Reckya Madougou séjourne à la prison civile d’Akpro-Missérété depuis le vendredi 5 mars 2021. L’ancienne ministre de la Microfinance de Yayi Boni a été placée sous mandat de dépôt après sa présentation au Juge de la détention et des libertés. Son incarcération est intervenue après sa deuxième comparution devant le Procureur spécial de la Cour de répression des infractions économiques et du terrorisme (Criet) dans l’affaire « Association de malfaiteurs et de terrorisme » dans laquelle elle serait impliquée. Dans la journée du vendredi, elle a été auditionnée par trois magistrats de la Commission d’instruction de la juridiction spéciale. A cette occasion, la prévenue n’a pas reconnu les faits mis à sa charge. Sa défense assurée par les avocats Nadine Sakponou Dossou et Victorien Fadé ont rejeté les accusations contre leur cliente. Pour faire toute la lumière sur l’affaire, un mandat de dépôt a été délivré par la Criet. Tout comme elle, les deux principaux co-accusés à savoir l’ex-colonel de la Gendarmerie à la retraite, Ibrahim Mama Touré, et l’ancien directeur des domaines, Georges Sacca, ont été aussi placés sous mandat de dépôt. Un policier a été également incarcéré dans l’affaire. Selon nos informations, il est poursuivi pour abus de fonction car aurait fourni aux personnes impliquées dans l’affaire, des informations sensibles.
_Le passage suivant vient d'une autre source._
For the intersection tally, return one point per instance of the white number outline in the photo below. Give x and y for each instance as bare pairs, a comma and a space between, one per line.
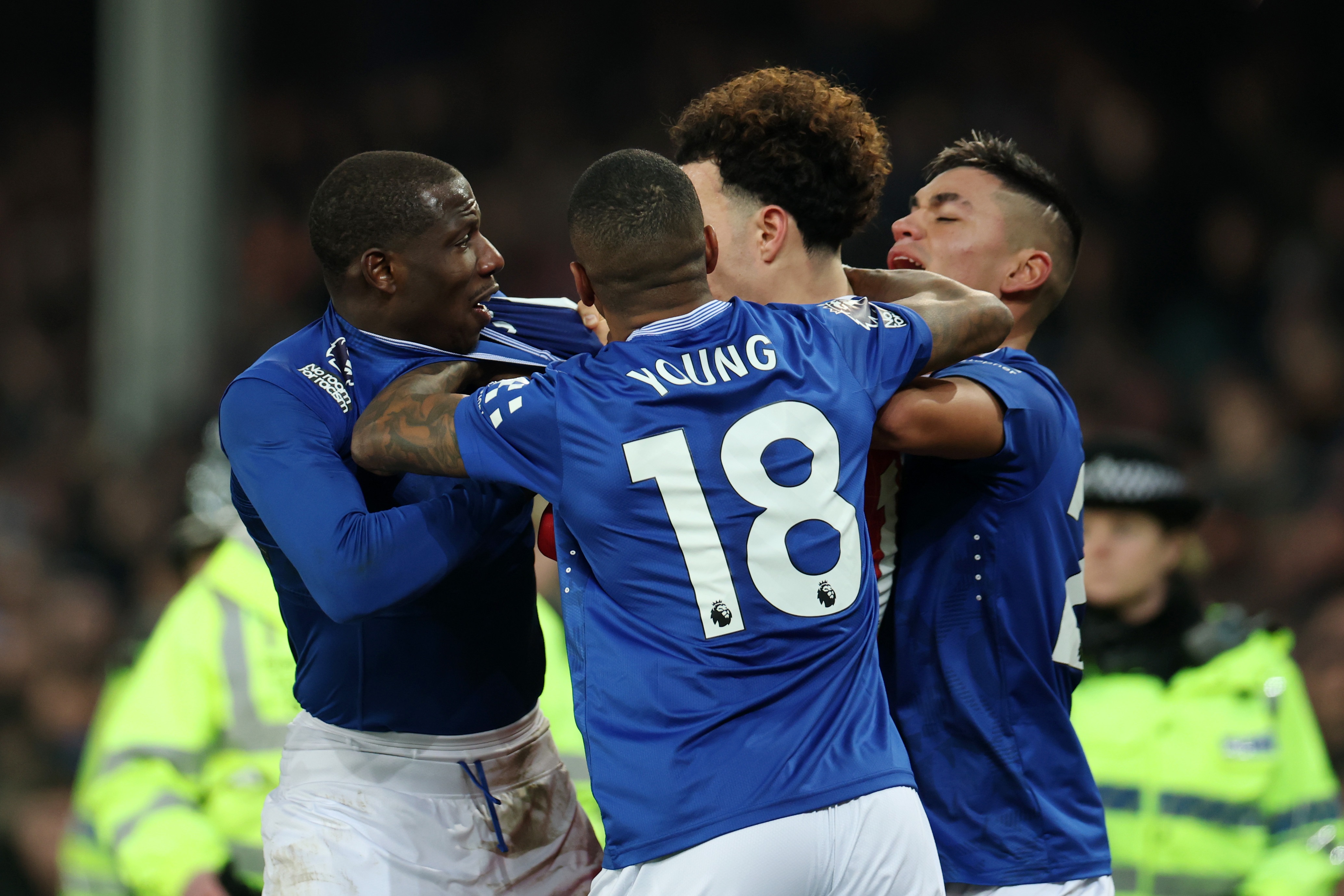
666, 459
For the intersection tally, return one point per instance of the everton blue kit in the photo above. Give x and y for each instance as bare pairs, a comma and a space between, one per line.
718, 585
409, 601
986, 641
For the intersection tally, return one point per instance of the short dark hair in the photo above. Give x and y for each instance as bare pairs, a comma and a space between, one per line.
634, 217
373, 199
796, 140
1019, 172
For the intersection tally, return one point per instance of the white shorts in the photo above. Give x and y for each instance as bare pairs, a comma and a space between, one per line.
393, 814
1086, 887
875, 845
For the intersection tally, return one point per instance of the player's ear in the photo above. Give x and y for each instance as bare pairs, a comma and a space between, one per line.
1030, 273
375, 265
712, 250
772, 232
582, 285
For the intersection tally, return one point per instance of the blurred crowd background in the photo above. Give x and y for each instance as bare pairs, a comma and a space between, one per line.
1202, 144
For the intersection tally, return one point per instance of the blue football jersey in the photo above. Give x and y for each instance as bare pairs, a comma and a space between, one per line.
986, 655
718, 587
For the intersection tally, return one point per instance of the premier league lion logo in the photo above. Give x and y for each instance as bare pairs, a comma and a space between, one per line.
719, 614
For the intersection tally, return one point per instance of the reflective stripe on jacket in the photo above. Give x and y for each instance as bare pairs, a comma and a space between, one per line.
558, 707
190, 746
1218, 782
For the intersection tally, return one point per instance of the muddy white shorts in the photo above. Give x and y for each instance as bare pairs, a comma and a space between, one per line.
1086, 887
393, 814
875, 845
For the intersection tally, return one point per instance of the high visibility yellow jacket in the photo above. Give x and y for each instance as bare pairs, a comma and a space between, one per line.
1215, 784
187, 747
558, 707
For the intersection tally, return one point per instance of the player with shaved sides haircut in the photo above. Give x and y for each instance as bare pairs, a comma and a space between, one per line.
706, 469
788, 164
983, 638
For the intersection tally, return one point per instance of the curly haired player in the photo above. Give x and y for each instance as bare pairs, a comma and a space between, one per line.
788, 166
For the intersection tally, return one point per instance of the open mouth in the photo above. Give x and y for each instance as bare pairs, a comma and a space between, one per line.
901, 260
482, 303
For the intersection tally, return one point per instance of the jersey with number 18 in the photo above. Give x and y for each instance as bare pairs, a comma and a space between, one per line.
717, 581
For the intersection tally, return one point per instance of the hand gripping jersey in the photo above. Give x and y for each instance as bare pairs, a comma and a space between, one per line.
719, 597
986, 641
409, 601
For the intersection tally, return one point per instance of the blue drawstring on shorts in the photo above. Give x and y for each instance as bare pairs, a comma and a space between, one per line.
491, 802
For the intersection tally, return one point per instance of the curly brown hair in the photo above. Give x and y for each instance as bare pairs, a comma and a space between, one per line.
796, 140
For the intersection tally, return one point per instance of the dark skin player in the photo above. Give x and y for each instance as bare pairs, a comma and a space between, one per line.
409, 428
964, 225
432, 288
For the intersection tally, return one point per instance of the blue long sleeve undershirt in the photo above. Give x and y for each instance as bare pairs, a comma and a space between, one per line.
353, 561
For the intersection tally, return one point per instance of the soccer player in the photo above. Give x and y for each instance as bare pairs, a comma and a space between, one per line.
706, 468
421, 762
788, 166
986, 608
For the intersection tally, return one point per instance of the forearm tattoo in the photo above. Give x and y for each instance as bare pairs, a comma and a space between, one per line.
409, 426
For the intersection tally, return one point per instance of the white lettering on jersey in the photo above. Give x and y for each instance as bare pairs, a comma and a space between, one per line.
1070, 641
890, 319
698, 370
1076, 506
856, 309
328, 383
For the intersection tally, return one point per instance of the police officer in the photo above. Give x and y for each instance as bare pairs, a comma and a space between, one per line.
186, 742
1197, 723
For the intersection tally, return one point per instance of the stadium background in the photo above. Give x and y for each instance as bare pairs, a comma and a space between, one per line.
1205, 152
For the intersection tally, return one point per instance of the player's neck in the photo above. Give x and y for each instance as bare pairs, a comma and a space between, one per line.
674, 303
807, 279
1023, 326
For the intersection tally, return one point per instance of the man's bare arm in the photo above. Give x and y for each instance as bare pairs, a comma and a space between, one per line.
409, 426
964, 322
956, 418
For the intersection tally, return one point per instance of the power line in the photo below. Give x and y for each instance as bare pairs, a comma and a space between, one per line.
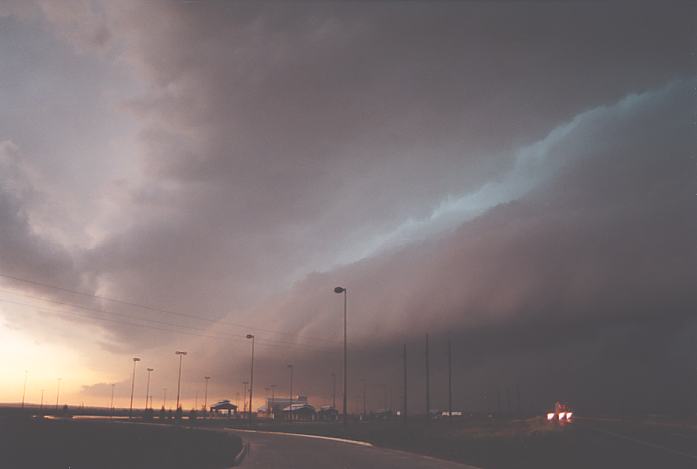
114, 313
148, 326
151, 308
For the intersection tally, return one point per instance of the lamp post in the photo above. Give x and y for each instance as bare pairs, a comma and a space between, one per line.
179, 381
345, 292
251, 379
205, 394
244, 398
133, 384
273, 398
147, 388
290, 394
24, 390
333, 390
57, 393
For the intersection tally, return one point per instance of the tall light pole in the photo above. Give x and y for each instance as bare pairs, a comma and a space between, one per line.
57, 392
133, 384
205, 394
147, 388
428, 384
333, 390
251, 379
345, 292
244, 397
365, 401
24, 390
290, 394
450, 382
179, 381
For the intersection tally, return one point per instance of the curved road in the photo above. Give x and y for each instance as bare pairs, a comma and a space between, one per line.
290, 451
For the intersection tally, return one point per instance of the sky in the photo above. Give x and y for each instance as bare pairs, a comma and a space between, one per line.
515, 178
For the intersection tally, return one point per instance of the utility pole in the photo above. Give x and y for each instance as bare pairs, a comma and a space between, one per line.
133, 384
450, 382
147, 387
428, 385
404, 357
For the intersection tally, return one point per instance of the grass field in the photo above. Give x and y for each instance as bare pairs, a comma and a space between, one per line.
46, 444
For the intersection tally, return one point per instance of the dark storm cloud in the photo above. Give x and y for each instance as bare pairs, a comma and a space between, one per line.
280, 137
278, 140
581, 290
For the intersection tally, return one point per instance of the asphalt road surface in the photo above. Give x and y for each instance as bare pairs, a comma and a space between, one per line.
287, 451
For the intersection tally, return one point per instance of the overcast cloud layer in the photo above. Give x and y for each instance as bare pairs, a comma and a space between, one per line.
517, 177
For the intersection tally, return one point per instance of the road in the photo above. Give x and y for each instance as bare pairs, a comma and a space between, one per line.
288, 451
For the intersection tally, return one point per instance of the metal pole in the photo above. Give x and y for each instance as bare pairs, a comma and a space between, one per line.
428, 385
365, 406
333, 390
147, 388
290, 396
179, 381
244, 398
24, 390
133, 383
251, 380
345, 362
205, 394
404, 356
450, 382
57, 393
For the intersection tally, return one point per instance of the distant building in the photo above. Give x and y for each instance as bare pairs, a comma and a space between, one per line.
224, 407
277, 404
327, 413
301, 411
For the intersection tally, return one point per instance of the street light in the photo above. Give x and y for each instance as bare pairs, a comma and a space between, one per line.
179, 381
244, 397
205, 394
345, 292
147, 388
251, 379
24, 390
57, 393
112, 399
290, 394
333, 390
133, 383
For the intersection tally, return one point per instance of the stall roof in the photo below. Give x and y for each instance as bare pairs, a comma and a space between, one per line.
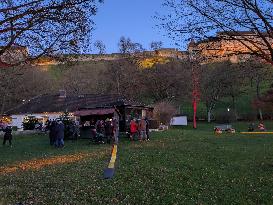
69, 103
98, 111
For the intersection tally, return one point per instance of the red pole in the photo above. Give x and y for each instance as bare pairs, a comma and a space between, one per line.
194, 112
195, 91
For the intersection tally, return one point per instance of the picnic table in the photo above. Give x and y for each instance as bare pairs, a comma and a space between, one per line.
223, 127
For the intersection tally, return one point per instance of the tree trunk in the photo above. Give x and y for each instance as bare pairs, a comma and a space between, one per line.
260, 114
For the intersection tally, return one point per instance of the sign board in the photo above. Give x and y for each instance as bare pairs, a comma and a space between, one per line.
179, 120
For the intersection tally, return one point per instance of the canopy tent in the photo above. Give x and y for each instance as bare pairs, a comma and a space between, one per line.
97, 111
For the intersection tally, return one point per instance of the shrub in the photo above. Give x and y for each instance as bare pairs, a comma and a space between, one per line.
30, 122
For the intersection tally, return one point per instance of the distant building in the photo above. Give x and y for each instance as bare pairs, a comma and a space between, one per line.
232, 46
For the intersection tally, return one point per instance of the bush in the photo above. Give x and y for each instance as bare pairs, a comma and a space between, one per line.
30, 122
164, 111
224, 116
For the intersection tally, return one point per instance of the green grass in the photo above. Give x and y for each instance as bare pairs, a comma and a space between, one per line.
180, 166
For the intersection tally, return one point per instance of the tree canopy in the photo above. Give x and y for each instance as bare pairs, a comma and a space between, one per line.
46, 27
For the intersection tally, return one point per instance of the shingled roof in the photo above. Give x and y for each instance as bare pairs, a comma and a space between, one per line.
70, 103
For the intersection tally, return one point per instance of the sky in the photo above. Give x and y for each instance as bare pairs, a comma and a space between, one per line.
129, 18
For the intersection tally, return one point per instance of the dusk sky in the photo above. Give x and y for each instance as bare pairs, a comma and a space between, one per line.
133, 19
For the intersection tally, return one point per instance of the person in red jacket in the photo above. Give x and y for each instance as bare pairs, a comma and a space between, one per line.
133, 129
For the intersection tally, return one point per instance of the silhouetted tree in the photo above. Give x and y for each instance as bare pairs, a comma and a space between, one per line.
46, 27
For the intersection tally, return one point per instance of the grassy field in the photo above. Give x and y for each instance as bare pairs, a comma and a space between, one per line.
180, 166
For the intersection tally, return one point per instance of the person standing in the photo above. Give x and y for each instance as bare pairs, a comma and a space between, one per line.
51, 125
108, 130
115, 130
7, 135
133, 129
147, 128
142, 129
60, 134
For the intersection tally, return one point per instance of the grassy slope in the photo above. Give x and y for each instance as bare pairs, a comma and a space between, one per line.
180, 166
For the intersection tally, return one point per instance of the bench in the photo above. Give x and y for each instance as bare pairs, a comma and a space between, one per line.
223, 127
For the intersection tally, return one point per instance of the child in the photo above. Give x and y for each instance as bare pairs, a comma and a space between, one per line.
7, 135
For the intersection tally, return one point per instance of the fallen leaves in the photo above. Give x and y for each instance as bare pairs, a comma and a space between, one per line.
37, 164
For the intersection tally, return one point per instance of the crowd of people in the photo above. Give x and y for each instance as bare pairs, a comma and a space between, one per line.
261, 127
139, 129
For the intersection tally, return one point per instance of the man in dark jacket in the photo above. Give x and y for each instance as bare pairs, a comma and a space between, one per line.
60, 134
7, 135
147, 128
108, 130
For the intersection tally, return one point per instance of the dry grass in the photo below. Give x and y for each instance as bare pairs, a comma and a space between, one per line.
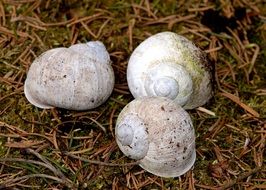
57, 149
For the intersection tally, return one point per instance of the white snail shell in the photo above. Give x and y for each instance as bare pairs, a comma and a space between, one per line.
78, 78
169, 65
159, 133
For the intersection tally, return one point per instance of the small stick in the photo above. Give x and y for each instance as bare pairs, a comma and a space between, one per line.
230, 183
99, 162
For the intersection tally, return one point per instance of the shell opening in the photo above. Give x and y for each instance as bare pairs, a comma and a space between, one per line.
125, 134
166, 87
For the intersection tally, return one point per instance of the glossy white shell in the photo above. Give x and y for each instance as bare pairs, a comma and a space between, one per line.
78, 78
169, 65
159, 133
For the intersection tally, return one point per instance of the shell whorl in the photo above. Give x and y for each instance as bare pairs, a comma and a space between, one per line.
170, 50
78, 78
170, 80
131, 134
159, 133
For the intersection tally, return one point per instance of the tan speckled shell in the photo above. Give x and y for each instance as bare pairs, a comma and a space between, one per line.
78, 78
159, 133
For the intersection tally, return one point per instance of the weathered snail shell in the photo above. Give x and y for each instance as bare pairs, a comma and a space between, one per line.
78, 78
159, 133
169, 65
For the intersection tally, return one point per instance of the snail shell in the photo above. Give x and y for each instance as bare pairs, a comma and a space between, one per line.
169, 65
78, 78
159, 133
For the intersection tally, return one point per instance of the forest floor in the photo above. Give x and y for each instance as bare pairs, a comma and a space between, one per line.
63, 149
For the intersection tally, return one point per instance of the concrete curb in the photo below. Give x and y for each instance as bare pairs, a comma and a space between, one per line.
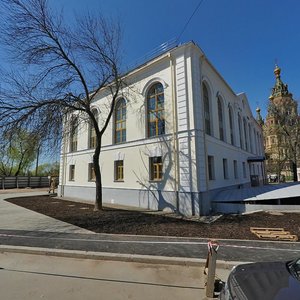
150, 259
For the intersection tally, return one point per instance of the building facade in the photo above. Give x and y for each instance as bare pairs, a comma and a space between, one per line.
179, 135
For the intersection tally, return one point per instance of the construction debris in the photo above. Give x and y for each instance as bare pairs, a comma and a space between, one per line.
278, 234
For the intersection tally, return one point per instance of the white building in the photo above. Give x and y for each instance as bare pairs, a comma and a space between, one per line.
179, 135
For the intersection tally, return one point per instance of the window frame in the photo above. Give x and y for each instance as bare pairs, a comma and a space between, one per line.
231, 125
206, 110
156, 116
221, 119
92, 131
211, 167
72, 172
91, 173
73, 134
120, 115
225, 168
235, 169
119, 170
156, 168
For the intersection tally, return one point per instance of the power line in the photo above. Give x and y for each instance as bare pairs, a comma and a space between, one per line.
187, 23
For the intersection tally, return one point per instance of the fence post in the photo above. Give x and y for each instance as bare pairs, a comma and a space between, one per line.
211, 262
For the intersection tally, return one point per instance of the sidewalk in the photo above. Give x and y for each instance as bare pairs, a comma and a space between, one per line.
111, 275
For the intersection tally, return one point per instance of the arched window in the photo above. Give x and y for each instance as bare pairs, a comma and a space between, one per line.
231, 125
92, 131
245, 134
250, 138
156, 110
73, 133
120, 121
206, 110
221, 120
240, 131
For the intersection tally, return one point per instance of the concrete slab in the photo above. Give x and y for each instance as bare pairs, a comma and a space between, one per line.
30, 277
265, 192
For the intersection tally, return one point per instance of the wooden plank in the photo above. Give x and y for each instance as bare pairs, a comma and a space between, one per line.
266, 228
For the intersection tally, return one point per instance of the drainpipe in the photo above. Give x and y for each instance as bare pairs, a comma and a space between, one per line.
63, 173
175, 133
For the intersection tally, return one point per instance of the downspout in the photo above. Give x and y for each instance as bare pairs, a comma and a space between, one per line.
202, 58
64, 171
175, 134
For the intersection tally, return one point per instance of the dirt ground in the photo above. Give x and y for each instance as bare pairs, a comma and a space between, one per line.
135, 222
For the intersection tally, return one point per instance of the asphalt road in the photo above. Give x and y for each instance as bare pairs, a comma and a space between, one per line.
229, 250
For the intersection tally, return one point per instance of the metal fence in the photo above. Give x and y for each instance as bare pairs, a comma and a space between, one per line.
11, 182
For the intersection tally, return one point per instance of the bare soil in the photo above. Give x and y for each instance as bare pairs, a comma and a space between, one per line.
121, 221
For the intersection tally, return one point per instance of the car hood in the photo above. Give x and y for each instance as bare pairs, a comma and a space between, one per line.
267, 281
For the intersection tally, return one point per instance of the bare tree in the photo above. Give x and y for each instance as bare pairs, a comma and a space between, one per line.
17, 152
61, 69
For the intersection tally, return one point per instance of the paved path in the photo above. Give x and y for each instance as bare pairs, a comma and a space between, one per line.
22, 227
263, 192
33, 277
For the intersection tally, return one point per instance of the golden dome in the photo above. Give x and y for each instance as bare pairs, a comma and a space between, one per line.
277, 71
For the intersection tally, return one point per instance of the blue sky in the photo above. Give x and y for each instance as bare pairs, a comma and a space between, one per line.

Le prix de la naïveté politique payé

Reckya Madougou se croyait intouchable. L’ancienne Garde des sceaux a oublié que la politique n’est pas un jeu d’enfants. Poussée par de prétendus soutiens du parti « Les démocrates » et de pseudos politiciens à monter dans le landerneau politique, elle lime ses dents derrière les barreaux en attendant qu’elle ne soit fixée sur son sort. Joël Aïvo, Yayi Boni, Eric Houndété et Cie ont fait croire à l’ancienne conseillère spéciale du président Faure Gnassingbé, ce qu’elle n’est pas. Les propos du genre « Je ne te laisserai pas Reckya » du constitutionnaliste béninois ont monté la tête à Dame Madougou qui savait pertinemment qu’elle était sur un terrain glissant : la défiance de l’Etat.  En sa qualité de consultante internationale, Reckya Madougou devrait savoir que la participation à une élection dans toutes les démocraties au monde répond à des normes. Visiblement, la naïveté politique de l’ancienne Garde de sceaux l’a empêché de se rendre à l’évidence qu’elle était poussée par des compagnons politiques dans un labyrinthe duquel toute sortie serait quasiment impossible. Désormais seule face à son destin entre les quatre mûrs de la prison, elle l’aurait appris à ses dépens. Au Bénin, la participation à l’élection présidentielle se fait conformément aux dispositions du Code électoral et de la Constitution. Se conformer à une partie de la loi et boycotter d’autres est un choix délibéré. Il faut l’assumer jusqu’au bout. Ne pas le faire et se lancer dans des initiatives attentatoires à la paix comme celles exposées par un procureur spécial de la Criet est suffisamment grave dans un Etat de droit. Il va falloir que la justice qui est déjà à pied d’œuvre situe les responsabilités et décourage au grand jamais de pareilles initiatives.